Rétention_recoursJLD, 22 avril 2025 — 25/00365
Texte intégral
Ordonnance N°341
N° RG 25/00365 - N° Portalis DBVH-V-B7J-JRWN
Recours c/ déci TJ Nîmes
17 avril 2025
[O]
C/
LE PREFET DES BOUCHES DU RHONE
COUR D'APPEL DE NÎMES
Cabinet du Premier Président
Ordonnance du 22 AVRIL 2025
Nous, Mme Marine KARSENTI, Conseillère à la Cour d'Appel de Nîmes, désignée par le Premier Président de la Cour d'Appel de Nîmes pour statuer sur les appels des ordonnances du magistrat du siège du tribunal judiciaire de Nîmes en charge du contentieux de la rétention administrative, rendues en application des dispositions des articles L 742-1 et suivants du Code de l'Entrée et du Séjour des Etrangers et du Droit de l'Asile (CESEDA), assistée de Mme Ellen DRÔNE, Greffière,
Vu l'interdiction de territoire français prononcée le 19 décembre 2024 par le tribunal correctionnel de Marseille et notifiée le même jour, ayant donné lieu à une décision de placement en rétention en date du 14 avril 2025, notifiée le même jour à 18h43 concernant :
M. [G] [O]
né le 18 Août 1984 à [Localité 5]
de nationalité Roumaine
Vu la requête reçue au greffe du magistrat du siège du tribunal judiciaire de Nîmes en charge du contentieux de la rétention administrative le 16 avril 2025 à 15h23, enregistrée sous le N°RG 25/01964 présentée par M. le Préfet des Bouches du Rhône ;
Vu l'ordonnance rendue le 17 Avril 2025 à 13h29 par le magistrat du siège du tribunal judiciaire de Nîmes en charge du contentieux de la rétention administrative, qui a :
* Déclaré la requête recevable ;
* Rejeté les exceptions de nullité soulevées ;
* Ordonné pour une durée maximale de 26 jours commençant 4 jours après la notification de la décision de placement en rétention, le maintien dans les locaux ne relevant pas de l'administration pénitentiaire, de M. [G] [O] ;
* Dit que la mesure de rétention prendra fin à l'expiration d'un délai de 26 jours à compter du à compter du 18 avril 2025 à 18h43,
Vu l'appel de cette ordonnance interjeté par Monsieur [G] [O] le 18 Avril 2025 à 15h26 ;
Vu l'absence du Ministère Public près la Cour d'appel de Nîmes régulièrement avisé ;
Vu la présence de Monsieur [S] [F], représentant le Préfet des Bouches du Rhône, agissant au nom de l'Etat, désigné pour le représenter devant la Cour d'Appel en matière de Rétention administrative des étrangers, entendu en ses observations ;
Vu la comparution de Monsieur [G] [O], régulièrement convoqué ;
Vu la présence de Me Carmelo VIALETTE, avocat choisi par Monsieur [G] [O] qui a été entendu en sa plaidoirie ;
MOTIFS
Monsieur [O] a été condamné le 19 décembre 2024 par jugement contradictoire du tribunal correctionnel de Marseille à la peine complémentaire d'interdiction du territoire national pendant cinq ans.
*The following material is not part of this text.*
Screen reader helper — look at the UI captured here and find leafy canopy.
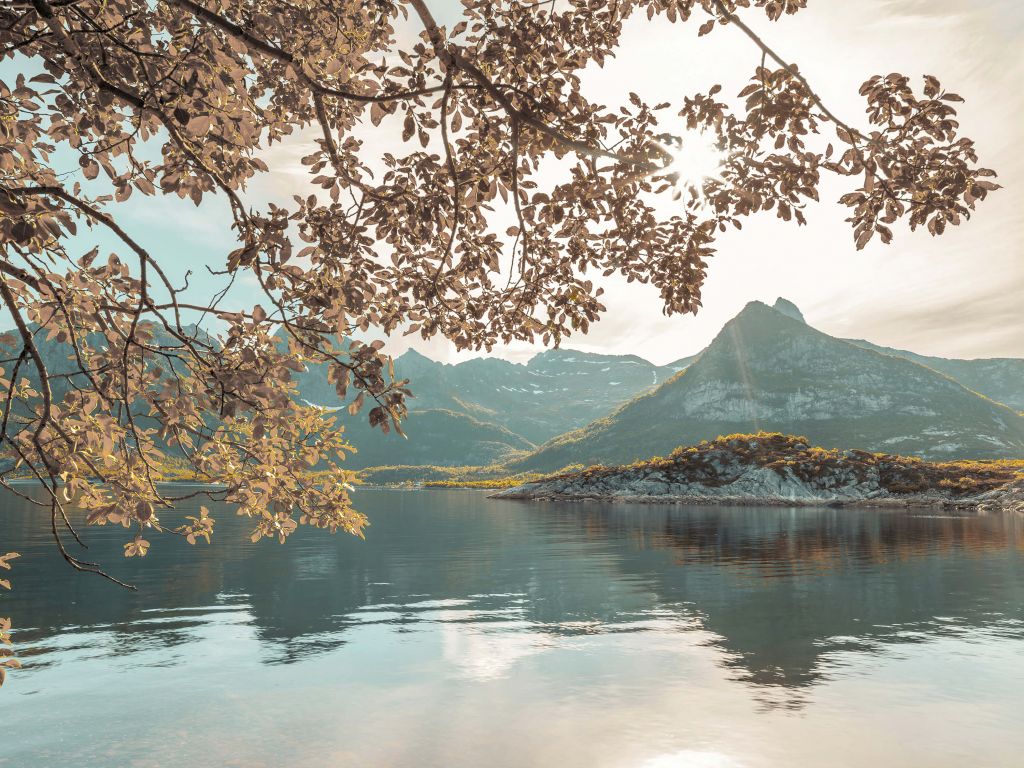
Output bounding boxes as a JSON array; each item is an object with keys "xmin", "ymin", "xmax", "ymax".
[{"xmin": 0, "ymin": 0, "xmax": 995, "ymax": 571}]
A sa levée d'écrou le 14 avril 2025 à 18h48, lui a également été notifié son placement en rétention en vertu d'un arrêté pris par la préfecture le jour même.
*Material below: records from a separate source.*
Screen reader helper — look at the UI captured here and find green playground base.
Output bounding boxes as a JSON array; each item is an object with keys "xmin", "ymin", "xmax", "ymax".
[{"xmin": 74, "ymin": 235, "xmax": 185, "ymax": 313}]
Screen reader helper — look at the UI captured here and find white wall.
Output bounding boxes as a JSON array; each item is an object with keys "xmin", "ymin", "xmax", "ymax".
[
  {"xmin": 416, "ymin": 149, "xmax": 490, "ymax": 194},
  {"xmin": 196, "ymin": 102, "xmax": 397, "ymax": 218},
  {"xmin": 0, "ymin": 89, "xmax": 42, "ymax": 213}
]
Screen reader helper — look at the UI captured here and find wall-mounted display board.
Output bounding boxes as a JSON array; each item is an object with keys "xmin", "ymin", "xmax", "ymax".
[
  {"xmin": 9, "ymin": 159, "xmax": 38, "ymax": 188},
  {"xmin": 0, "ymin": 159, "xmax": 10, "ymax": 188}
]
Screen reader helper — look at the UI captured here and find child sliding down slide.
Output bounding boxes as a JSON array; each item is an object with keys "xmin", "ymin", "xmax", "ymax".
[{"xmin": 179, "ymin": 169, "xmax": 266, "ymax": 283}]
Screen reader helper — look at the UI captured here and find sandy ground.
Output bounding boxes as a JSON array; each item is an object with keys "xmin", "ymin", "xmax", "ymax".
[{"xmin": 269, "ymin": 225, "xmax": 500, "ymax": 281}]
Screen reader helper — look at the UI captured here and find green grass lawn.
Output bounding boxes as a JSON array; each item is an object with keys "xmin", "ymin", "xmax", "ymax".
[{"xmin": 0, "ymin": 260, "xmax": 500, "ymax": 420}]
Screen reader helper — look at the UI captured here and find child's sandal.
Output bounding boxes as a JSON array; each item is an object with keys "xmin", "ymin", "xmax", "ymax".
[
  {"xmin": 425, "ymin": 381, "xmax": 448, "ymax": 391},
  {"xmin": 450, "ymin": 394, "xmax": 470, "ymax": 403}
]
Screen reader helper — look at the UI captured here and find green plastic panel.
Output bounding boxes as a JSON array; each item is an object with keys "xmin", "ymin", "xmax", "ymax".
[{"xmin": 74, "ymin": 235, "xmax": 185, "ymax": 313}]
Par requêtes reçues le 16 avril 2025 à 16h03 et 15h23, Monsieur [O] et le Préfet des Bouches du Rhône ont respectivement saisi le magistrat du siège du tribunal judiciaire de Nîmes d'une contestation de ce placement en rétention et d'une demande en prolongation de la mesure.
Par ordonnance prononcée le 17 avril 2025 à 13H29, le magistrat du siège du tribunal judiciaire de Nîmes a rejeté les exceptions de nullité soulevées ainsi que les moyens présentés par Monsieur [O] et ordonné la prolongation de sa rétention administrative pour vingt-six jours.
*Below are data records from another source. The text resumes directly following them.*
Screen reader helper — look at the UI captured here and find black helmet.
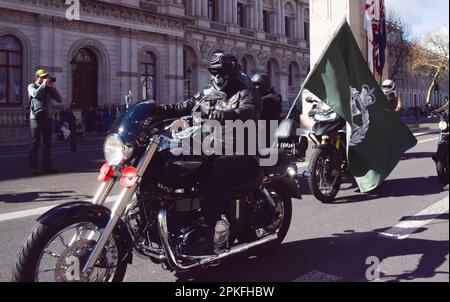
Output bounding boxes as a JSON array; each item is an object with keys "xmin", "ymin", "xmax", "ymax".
[
  {"xmin": 208, "ymin": 53, "xmax": 241, "ymax": 90},
  {"xmin": 252, "ymin": 73, "xmax": 272, "ymax": 95}
]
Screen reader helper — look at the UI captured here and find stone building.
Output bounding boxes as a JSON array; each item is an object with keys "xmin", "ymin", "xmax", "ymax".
[{"xmin": 0, "ymin": 0, "xmax": 310, "ymax": 141}]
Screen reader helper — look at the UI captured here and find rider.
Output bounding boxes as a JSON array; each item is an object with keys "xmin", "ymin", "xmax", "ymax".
[
  {"xmin": 433, "ymin": 97, "xmax": 449, "ymax": 114},
  {"xmin": 382, "ymin": 79, "xmax": 402, "ymax": 112},
  {"xmin": 158, "ymin": 53, "xmax": 261, "ymax": 249},
  {"xmin": 252, "ymin": 73, "xmax": 282, "ymax": 144}
]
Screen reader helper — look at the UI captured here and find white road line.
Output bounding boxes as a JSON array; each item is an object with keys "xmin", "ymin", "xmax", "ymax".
[
  {"xmin": 379, "ymin": 196, "xmax": 449, "ymax": 240},
  {"xmin": 417, "ymin": 137, "xmax": 439, "ymax": 144},
  {"xmin": 0, "ymin": 195, "xmax": 119, "ymax": 222},
  {"xmin": 0, "ymin": 147, "xmax": 101, "ymax": 159},
  {"xmin": 294, "ymin": 271, "xmax": 342, "ymax": 282}
]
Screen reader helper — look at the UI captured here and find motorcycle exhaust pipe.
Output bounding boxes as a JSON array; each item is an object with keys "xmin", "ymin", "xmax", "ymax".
[{"xmin": 158, "ymin": 210, "xmax": 278, "ymax": 272}]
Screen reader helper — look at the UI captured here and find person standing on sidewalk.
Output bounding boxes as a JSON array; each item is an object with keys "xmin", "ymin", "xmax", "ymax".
[{"xmin": 28, "ymin": 69, "xmax": 62, "ymax": 175}]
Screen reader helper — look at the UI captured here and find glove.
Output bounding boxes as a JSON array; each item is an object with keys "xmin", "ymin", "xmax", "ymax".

Monsieur [O] a interjeté appel de cette ordonnance le 18 avril 2025 à 14h26. Sa déclaration d'appel relève d'une part que l'administration n'a nullement anticipé la levée d'écrou de M. [O] et qu'elle aurait pu procéder à son éloignement à l'issue de sa détention et d'autre part que les conditions d'une assignation à résidence sont réunies.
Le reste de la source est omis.